The provision, inserted by Senator Richard Durbin of Illinois, represents a tiny victory for critics of the Bush administration, who have become increasingly angry about what they see as the White House's misuse and abuse of science. They charge that the federal government widely dismisses or ignores scientific evidence or even, as one detractor puts it, manufactures uncertainty when the evidence challenges administration positions. Backers hope that, as the first legislation of its kind, the Durbin amendment will lead to broader efforts to regulate the use of science in this and future administrations.
When he introduced the provision, Dur?bin pointed to the example of William R. Miller, a professor of psychiatry and psychology at the University of New Mexico who was denied a position on the National Advisory Council on Drug Abuse after he said he had not voted for George W. Bush. "When the federal government seeks expert technical advice, it should look for the best possible expertise," Durbin said at the time. "It shouldn't limit itself to only those experts who voted for a particular candidate or who agree with the president's policy agenda."
Theoretically, the amendment outlaws the kind of activity that disturbs Durbin. "It basically says no one is allowed to ignore science for political purposes," says a Dur?bin staffer who spoke on condition of anonymity. But "the thing that's disappointing about the amendment is that it doesn't have any enforcement." That is, the department legally cannot violate the provision, but if it does--nothing happens. The amendment, therefore, is likely to have little effect. Nevertheless, Durbin and others see it as an important symbolic step.
The White House did not return calls seeking comment. But the administration did issue a lengthy response when this legislation was introduced. John H. Marburger III, director of the White House Office of Science and Technology Policy, stated then that the administration is "applying the highest scientific standards in decision-making" and that "the accusation of a litmus test that must be met before someone can serve on an advisory panel is preposterous." Marburger himself was appointed to his post despite being "a lifelong Democrat," he said.
With regard to the Miller case, Marburger argued that the National Institute on Drug Abuse had rejected Miller's appointment to the advisory panel on professional grounds, not for political reasons. Such incidents cited by critics represent only a few isolated cases among some 600 scientific committees in the Bush administration, he emphasized. And one of the most important science officials did not experience any meddling: at the annual meeting of the American Association for the Advancement of Science in February, Rita Colwell, who headed the National Science Foundation until 2004, said she had not come under any political pressure during her tenure.

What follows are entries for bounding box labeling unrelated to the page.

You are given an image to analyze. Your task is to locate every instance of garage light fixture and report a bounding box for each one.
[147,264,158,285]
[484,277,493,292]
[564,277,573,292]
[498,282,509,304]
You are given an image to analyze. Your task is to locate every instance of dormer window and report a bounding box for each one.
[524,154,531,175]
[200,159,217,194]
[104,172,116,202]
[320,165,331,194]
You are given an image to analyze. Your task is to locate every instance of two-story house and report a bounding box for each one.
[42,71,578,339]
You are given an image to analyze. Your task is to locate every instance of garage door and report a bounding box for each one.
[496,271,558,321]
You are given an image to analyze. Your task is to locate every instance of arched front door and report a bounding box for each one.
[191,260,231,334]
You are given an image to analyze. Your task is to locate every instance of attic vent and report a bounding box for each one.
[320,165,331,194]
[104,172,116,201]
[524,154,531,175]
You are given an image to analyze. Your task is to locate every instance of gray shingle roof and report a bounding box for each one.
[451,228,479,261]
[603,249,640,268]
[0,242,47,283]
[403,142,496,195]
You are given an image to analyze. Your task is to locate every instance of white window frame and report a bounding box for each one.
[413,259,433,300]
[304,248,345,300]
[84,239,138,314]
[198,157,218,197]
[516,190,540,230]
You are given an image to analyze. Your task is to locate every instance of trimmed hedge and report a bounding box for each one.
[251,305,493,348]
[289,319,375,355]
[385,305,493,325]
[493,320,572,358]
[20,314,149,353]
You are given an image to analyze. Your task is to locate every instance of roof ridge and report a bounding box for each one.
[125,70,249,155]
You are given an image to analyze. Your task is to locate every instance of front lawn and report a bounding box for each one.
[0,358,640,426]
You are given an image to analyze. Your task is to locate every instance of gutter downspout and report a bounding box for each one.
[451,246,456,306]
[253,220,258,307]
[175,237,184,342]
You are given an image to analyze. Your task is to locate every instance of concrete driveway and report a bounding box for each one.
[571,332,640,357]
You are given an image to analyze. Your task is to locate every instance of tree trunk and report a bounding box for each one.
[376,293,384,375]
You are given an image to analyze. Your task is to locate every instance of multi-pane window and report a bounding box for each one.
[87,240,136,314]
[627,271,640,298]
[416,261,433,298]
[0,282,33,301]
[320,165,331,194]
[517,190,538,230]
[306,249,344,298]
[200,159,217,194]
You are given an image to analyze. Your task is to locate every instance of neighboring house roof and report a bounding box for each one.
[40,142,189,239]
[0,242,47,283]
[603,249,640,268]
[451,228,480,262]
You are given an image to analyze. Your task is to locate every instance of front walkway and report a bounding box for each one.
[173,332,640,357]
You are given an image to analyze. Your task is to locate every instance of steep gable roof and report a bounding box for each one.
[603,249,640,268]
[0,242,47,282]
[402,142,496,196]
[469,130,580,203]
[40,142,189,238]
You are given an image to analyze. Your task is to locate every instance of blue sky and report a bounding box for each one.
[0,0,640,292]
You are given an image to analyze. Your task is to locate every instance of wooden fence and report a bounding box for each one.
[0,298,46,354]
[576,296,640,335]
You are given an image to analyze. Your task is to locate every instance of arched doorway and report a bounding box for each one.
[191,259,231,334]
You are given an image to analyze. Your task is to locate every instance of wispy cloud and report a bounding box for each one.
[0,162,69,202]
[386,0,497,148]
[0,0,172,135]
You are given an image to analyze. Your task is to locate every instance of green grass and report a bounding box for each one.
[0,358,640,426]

Some of the administration's defenders point out that science and politics have always been strained bedfellows. This administration, they insist, is being unfairly singled out for criticism.
Sheila Jasanoff, a professor of science and technology studies at Harvard University who investigates the use of science in the federal government, disagrees. "Something different is going on in the Bush administration," she claims. Part of the problem is that it attempts to create controversy where none exists. "No matter how good the science is on anything, you can manufacture uncertainty," she says, citing the case of the Environmental Protection Agency giving undue weight to industry studies that question the herbicide atrazine's link to cancer.